As well as buying back lots of shares, Credit Suisse is planning to increase its dividend by 5% each year. And while the company doesn’t have much control over its share price (beyond buying them back, of course), it’s targeting at least a 10% profit margin next year, compared to 6% this year – which could lead to higher demand and, therefore, a higher price.
Why should I care?
For markets: There’s still much to improve – at Credit Suisse and elsewhere.

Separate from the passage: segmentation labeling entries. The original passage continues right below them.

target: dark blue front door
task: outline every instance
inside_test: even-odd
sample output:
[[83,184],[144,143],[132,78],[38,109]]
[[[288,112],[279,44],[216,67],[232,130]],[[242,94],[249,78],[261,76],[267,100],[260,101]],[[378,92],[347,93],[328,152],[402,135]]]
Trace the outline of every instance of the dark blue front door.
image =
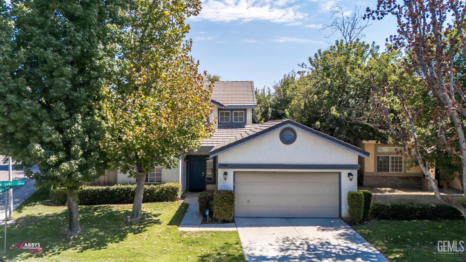
[[189,190],[201,191],[204,190],[205,157],[192,157],[189,160]]

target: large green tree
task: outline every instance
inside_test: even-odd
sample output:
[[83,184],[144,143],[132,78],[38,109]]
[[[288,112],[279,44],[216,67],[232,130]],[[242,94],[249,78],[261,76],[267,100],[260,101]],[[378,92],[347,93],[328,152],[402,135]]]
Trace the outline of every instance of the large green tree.
[[[106,167],[99,109],[116,8],[100,0],[13,0],[11,7],[1,26],[14,30],[0,32],[7,61],[0,73],[0,144],[38,186],[67,189],[75,235],[76,190]],[[31,169],[36,164],[40,172]]]
[[114,83],[105,105],[104,148],[114,166],[137,179],[130,220],[141,217],[146,173],[176,166],[212,130],[212,90],[189,56],[185,20],[197,0],[137,0],[123,12]]
[[290,118],[330,135],[355,144],[384,140],[364,112],[370,97],[369,75],[381,59],[378,47],[359,40],[337,40],[309,58],[306,70],[287,90]]

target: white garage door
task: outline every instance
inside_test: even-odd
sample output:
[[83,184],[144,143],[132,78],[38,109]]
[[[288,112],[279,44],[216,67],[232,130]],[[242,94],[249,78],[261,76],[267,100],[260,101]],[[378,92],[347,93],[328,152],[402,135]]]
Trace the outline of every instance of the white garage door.
[[338,173],[235,172],[235,216],[338,217]]

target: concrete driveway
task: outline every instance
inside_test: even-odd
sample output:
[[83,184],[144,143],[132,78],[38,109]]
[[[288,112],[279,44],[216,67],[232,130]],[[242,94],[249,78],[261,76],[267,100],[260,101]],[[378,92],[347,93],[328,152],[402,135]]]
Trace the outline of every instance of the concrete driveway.
[[388,261],[341,219],[235,217],[248,261]]

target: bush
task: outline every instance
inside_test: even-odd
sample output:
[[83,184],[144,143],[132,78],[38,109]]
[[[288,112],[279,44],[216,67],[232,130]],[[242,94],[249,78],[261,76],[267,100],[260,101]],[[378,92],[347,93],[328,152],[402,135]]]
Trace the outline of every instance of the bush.
[[199,203],[199,212],[204,214],[206,209],[210,210],[212,214],[213,210],[213,195],[209,194],[207,191],[199,193],[198,196],[198,203]]
[[[136,185],[135,184],[115,185],[111,186],[82,186],[78,189],[81,205],[127,204],[134,201]],[[144,186],[143,202],[176,201],[181,195],[181,185],[179,183],[164,183]],[[53,188],[50,199],[57,203],[65,204],[66,191],[64,188]]]
[[361,191],[350,191],[347,199],[348,202],[348,212],[350,221],[358,224],[363,220],[363,210],[364,209],[364,195]]
[[376,203],[370,216],[380,220],[429,220],[464,219],[456,208],[444,204]]
[[233,219],[234,193],[232,190],[217,190],[213,194],[215,218],[219,221]]
[[363,210],[363,219],[369,218],[370,213],[370,202],[372,201],[372,193],[369,190],[359,190],[364,195],[364,209]]

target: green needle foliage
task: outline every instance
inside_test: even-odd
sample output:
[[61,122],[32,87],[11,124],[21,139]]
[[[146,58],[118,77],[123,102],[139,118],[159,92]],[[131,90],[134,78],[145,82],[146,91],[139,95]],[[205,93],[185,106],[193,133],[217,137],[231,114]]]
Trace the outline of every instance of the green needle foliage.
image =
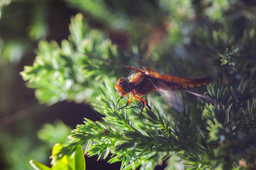
[[[215,21],[218,16],[212,19]],[[168,67],[177,75],[210,73],[216,80],[207,85],[205,95],[218,104],[206,103],[181,92],[178,95],[184,109],[178,113],[155,93],[148,97],[152,110],[144,108],[139,119],[141,110],[135,108],[115,112],[120,96],[114,84],[129,70],[89,54],[122,63],[132,60],[101,31],[90,28],[81,14],[71,18],[71,35],[60,45],[41,41],[33,66],[26,66],[21,73],[28,86],[36,90],[39,101],[48,104],[64,100],[89,103],[96,110],[92,114],[102,118],[96,122],[85,118],[84,124],[72,131],[71,142],[55,153],[59,156],[53,155],[54,161],[72,155],[82,145],[87,156],[97,155],[109,163],[121,162],[122,169],[154,169],[161,162],[168,164],[166,169],[175,169],[174,165],[179,163],[188,169],[255,168],[256,33],[247,28],[236,37],[224,20],[220,21],[221,29],[207,24],[193,28],[189,35],[195,43],[191,58],[169,54],[181,46],[174,45],[177,37],[167,37],[165,44],[152,52],[161,62],[168,61],[162,63],[164,70]],[[175,29],[171,32],[177,32]],[[136,45],[133,47],[135,53],[141,52]],[[207,56],[203,58],[210,66],[200,64],[199,56]],[[126,102],[122,99],[119,107]],[[139,104],[136,101],[131,104]]]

Several big banks have fallen foul of scandals recently (Goldman and Deutsche, to name but two), and Credit Suisse is no angel either. Its new CEO has been busy reshuffling the business over the past three years, while Switzerland’s banking sector overall is also trying to regain its former “Safe Swiss” reputation. With the share price down 35% this year, Credit Suisse’s investors have shown their displeasure. By buying back its own shares, the bank creates fresh demand (albeit from itself), which may arrest the decline in their price.
The bigger picture: Lowe’s patched up its share price.
Home improvement retailer Lowe’s announced buyback plans of its own on Wednesday. After its new CEO “kitchen sinked” quarterly results last month, setting a low bar for future success, the company wasted little time in hurdling it. As well as announcing its intention to buy back an extra $10 billion of its shares on top of $4.5 billion already planned (funded, perhaps ominously, by fresh bonds), Lowe’s forecast stronger-than-expected earnings for next year. Investors, grins plastered on their faces, knocked its shares up 4%.